2011-07-22

Conscious mind is impermanent and thus empty, not goal of the Enlightenment

© Anonymous comments to “True wisdom of Buddism from posts of ShalomTzeng (Ver.2)”, July 20, 2011

As for the practice of the Liberation-Way (Hinayana), its final goal is to break the bond of cause and effect in order to have the long cycle of births and deaths come to an end. So the practitioners’ focus point shall be on the worldly physical body and mind, namely the five aggregates (skandhas), twelve sense-fields (ayatanas), and eighteen sense-realms (dhatavahs). The practitioners will contemplate on the worldly matters as of conditional arising and conditional cessation; in this way, they realize the emptiness manifestation of the mundane world. Therefore, they confirm the emptiness of the impermanent “ego of the perceptive mind” and actually realize that the conscious mind is impermanent and thus empty. As a result, they will never recognize the conscious mind as the origin of all dharmas.
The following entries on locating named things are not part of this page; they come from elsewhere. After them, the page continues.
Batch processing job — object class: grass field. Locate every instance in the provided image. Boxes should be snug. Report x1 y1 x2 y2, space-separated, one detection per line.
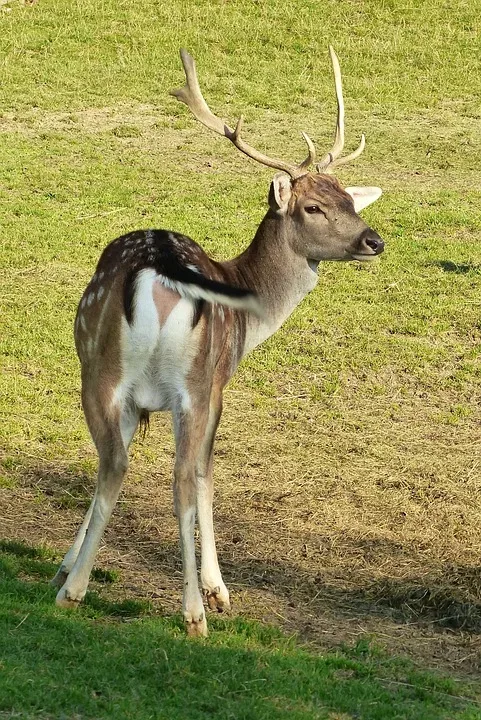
0 0 481 720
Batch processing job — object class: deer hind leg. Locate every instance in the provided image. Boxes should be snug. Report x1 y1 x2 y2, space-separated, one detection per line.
173 403 212 636
51 408 139 607
196 390 230 612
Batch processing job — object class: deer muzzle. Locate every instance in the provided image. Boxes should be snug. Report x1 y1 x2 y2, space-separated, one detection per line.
352 228 384 260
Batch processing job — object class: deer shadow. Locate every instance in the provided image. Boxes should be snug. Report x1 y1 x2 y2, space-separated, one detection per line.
7 468 481 634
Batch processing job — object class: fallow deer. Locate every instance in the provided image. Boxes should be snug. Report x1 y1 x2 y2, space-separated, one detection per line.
52 48 384 635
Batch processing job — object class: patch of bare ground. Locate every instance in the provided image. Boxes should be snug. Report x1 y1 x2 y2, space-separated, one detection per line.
0 388 481 675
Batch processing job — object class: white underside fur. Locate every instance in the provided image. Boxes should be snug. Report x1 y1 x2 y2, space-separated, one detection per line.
113 268 198 412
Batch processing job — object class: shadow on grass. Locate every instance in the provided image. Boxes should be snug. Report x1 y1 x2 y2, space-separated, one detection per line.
5 468 481 634
0 543 479 720
431 260 481 275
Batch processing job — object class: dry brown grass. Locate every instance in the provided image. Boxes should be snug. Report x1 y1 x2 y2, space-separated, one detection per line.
0 376 481 673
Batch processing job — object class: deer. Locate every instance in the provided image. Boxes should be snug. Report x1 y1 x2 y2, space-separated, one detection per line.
52 47 384 636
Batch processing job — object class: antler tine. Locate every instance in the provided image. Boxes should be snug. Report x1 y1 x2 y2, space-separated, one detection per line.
170 49 304 179
299 132 316 170
317 45 344 172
They realize the emptiness of a person by eliminating self-view and self-attachment; what they know about and eliminate belongs to the worldly dharmas, which are active dharmas within the Three Realms, and are called mundane truth. So most of the time, they concentrate on themselves, they avoid creating new karma, they choose to be aloof from mundane affairs. Logically, they would never do as what we are doing towards Tibetan Tantrism, since the Hinayana practitioners are determined to terminate their future lives after death, so everyone of them, their Buddha nature will no longer manifest within the Three Realms, everyone’s Buddha nature will be in the state of remainderless nirvana. (It is only natural if the readers could not understand the exact meaning, because the context is against daily life, it is about departing from the regular pattern we are used to for so long. But you are truly the lucky few, who are able to get close to the true Buddha dharma.)